FOR IMMEDIATE RELEASE
OLYMPIA, WA -- Saying that tens of thousands of people in the state are denied the right to vote solely because of outstanding financial obligations, the American Civil Liberties Union of Washington today applauded the introduction of legislation that would enable ex-felons to regain the right to vote once they have completed their punishment, even though they may still be paying off monetary debts.
"The right to vote is vital to citizenship. People should not be barred from exercising this right simply because they are impoverished," said Kathleen Taylor, Executive Director of the ACLU of Washington, noting that the law has a disproprotionate effect on people of color.
House Bill 2054 was introduced by state legislators today with the enthusiastic backing of the League of Women Voters of Washington, the National Association for the Advancement of Colored People and the ACLU. The legislation, introduced by state Representative Jeannie Darneille and nine other lawmakers, has also been endorsed by a number of other community organizations.

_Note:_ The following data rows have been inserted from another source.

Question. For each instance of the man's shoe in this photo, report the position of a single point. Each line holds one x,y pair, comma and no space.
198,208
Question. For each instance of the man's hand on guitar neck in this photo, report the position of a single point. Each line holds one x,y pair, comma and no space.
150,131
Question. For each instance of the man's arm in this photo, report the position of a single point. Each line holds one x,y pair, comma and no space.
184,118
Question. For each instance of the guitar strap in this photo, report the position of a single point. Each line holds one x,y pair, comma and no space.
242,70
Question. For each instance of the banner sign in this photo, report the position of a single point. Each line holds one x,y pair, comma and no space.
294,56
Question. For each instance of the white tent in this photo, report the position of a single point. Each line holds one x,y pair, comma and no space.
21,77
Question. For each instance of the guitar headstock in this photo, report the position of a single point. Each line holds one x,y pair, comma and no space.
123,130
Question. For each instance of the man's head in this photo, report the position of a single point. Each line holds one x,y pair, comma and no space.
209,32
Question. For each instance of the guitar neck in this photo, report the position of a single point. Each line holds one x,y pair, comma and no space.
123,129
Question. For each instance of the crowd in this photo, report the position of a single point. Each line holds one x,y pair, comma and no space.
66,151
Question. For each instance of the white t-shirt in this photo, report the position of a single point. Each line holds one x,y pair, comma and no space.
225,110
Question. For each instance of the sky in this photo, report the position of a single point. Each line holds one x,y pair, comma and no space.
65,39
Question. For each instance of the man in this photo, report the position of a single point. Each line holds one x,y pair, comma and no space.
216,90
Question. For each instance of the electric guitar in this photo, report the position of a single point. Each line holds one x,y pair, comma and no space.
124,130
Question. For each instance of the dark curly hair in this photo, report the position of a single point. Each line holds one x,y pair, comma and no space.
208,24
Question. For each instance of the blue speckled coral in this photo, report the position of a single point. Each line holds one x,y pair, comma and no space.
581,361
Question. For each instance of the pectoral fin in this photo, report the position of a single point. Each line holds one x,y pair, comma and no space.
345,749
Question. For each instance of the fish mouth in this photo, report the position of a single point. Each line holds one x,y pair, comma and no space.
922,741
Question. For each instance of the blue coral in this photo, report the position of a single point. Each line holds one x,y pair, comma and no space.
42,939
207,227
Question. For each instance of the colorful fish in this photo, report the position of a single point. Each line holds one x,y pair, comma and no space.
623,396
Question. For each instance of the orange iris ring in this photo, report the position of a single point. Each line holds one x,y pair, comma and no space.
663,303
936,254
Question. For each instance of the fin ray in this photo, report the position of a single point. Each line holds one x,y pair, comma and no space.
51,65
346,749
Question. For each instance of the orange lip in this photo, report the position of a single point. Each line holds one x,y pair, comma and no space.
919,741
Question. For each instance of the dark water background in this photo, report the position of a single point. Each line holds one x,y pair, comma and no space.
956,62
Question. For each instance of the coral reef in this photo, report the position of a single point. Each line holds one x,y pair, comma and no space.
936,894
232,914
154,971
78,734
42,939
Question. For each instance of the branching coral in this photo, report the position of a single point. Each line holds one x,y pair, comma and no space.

Under Washington law, felons who have served all their time are still not allowed to vote until they have paid all court-imposed fines and monetary penalties. These debts can include penalty assessments, docket and filing fees, court costs, court-appointed attorney fees, restitution and compensation, and costs of incarceration. The debt compounds at an annual rate of 12 percent. The size of the court-imposed debt is unrelated to the severity of the offense; persons who commit a property crime can face much higher financial obligations than persons convicted of a violent offense.
Disenfranchisement can even become permanent, the ACLU noted. If a person is unable to pay off the obligation within 10 years, or the Washington Department of Corrections decides that he or she will not be able to pay off the debt in that time, the person is permanently unable to vote.
As a result of the current law, nearly four percent of Washington's total eligible voting population cannot vote. This is almost double the national average for ex-felon disenfranchisement.
According to a 1998 report by the Sentencing Project, an estimated 150,000 people who have been convicted of felonies in the state are permanently or temporarily disenfranchised. This, combined with racial disparity in the state's rate of incarceration, results in approximately one-fourth of all African-American males in Washington being unable to vote.
House Bill 2054 restores the right to vote to ex-felons once they have completed their punishment, even though they may still be paying off monetary debts. Under the bill, ex-felons are still required to pay court-imposed financial obligations; those obligations, however, will no longer bar them from registering and exercising the right to vote.